About the fire, you know, in some ways, this is a typical late fall, early winter fire event, with very, very high Santa Ana wind speeds, ignition at a time of year when our fuels are absolutely bone dry. And so, these sorts of fires are anticipatable. They would be anticipatable without climate change.

What climate change is doing, however, is that we see that in the—since the year 2000, we’ve had about 15 of our 20 largest recorded wildfires here in the state. So, we have good records. About 15 of those 20 have occurred since the year 2000. And that’s really been linked to and coincidental with record temperatures, increasing temperatures, that we see in this century. And those high temperatures, they do several things. Of course, they promote high evaporation rates in the summer, when we’re not getting any replenishment of water for the fuels, so the fuels become super, super dry. They prolong our fire season. They start it earlier in the spring, and they prolong it later into the autumn and into the winter. And they’re a driving force in this.

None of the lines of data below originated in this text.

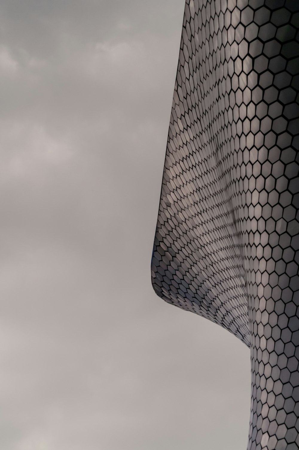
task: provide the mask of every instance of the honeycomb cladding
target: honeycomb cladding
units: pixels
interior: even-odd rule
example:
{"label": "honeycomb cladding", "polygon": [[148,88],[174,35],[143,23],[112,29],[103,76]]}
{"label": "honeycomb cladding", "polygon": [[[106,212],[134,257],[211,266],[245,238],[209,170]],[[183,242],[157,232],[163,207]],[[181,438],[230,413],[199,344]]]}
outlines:
{"label": "honeycomb cladding", "polygon": [[299,448],[299,2],[187,0],[156,293],[250,348],[248,450]]}

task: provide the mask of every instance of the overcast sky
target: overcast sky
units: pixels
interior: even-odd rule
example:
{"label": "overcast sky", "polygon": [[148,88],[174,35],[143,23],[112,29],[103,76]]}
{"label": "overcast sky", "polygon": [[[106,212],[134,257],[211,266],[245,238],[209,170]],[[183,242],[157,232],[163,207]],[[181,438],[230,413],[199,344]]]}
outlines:
{"label": "overcast sky", "polygon": [[150,283],[184,8],[1,0],[1,450],[246,448],[249,350]]}

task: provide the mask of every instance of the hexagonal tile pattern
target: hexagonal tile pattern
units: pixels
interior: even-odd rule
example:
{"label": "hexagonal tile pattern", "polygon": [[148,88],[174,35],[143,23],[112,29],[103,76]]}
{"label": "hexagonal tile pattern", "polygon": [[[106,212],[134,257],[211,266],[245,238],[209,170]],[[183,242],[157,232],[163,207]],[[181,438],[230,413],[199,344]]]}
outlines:
{"label": "hexagonal tile pattern", "polygon": [[187,0],[152,259],[251,349],[248,450],[299,448],[299,2]]}

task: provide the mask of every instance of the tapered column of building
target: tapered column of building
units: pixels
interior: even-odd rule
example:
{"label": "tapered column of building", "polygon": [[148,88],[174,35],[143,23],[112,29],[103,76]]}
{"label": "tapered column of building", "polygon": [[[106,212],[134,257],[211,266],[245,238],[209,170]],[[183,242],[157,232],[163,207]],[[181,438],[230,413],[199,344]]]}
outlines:
{"label": "tapered column of building", "polygon": [[299,448],[299,2],[187,0],[152,260],[250,346],[248,450]]}

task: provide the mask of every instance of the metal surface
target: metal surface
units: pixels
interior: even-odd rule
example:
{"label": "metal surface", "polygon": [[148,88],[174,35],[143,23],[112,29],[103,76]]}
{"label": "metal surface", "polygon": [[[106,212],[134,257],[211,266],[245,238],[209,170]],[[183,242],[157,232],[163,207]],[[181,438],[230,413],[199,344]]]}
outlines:
{"label": "metal surface", "polygon": [[157,294],[251,349],[248,450],[299,448],[299,2],[187,0]]}

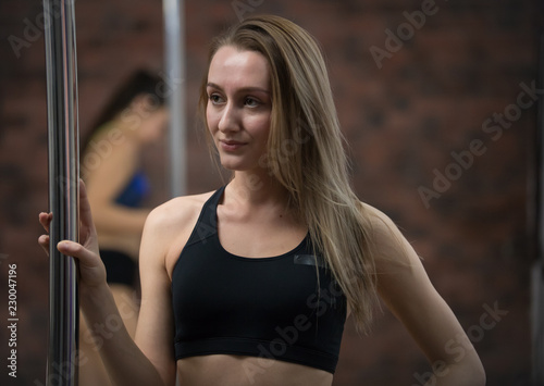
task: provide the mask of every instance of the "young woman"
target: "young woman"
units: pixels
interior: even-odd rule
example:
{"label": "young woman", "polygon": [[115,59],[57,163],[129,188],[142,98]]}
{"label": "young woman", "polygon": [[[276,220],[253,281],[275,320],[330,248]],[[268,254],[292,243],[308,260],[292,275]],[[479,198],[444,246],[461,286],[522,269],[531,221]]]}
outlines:
{"label": "young woman", "polygon": [[[133,341],[100,353],[116,385],[330,386],[345,320],[361,331],[376,294],[435,370],[435,385],[483,385],[482,364],[393,222],[360,202],[316,41],[277,16],[247,18],[210,50],[200,105],[233,178],[148,216]],[[118,310],[82,184],[81,307],[89,324]],[[48,228],[51,214],[41,213]],[[40,245],[47,248],[48,237]],[[463,340],[463,354],[452,339]],[[409,379],[407,379],[409,382]]]}
{"label": "young woman", "polygon": [[[92,206],[107,282],[118,308],[123,310],[123,324],[133,337],[139,308],[138,249],[150,212],[143,207],[150,187],[140,170],[140,155],[164,132],[168,112],[162,83],[147,71],[132,74],[94,124],[82,152],[82,175]],[[108,375],[92,328],[83,320],[79,385],[106,386]]]}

So the governor is quite correct. We could anticipate that these sort of events will occur in the future, and they will become worse. In fact, modeling, trying to look at what we’ll look like in 2100, is pretty universal in saying that, you know, our fire frequencies are going to increase, our fire sizes are going to increase. Maybe we’ll have a, at least one model suggests, 77 percent increase in fire activity like this by the time we get to the end of the century. So, these temperatures are driving things, and we can attribute those to increased greenhouse gases. But they’re not the only thing. Again, we would have these fires regardless of what’s going on with the climate. But they might not be as big. They might not be as frequent. They might not be as difficult to fight.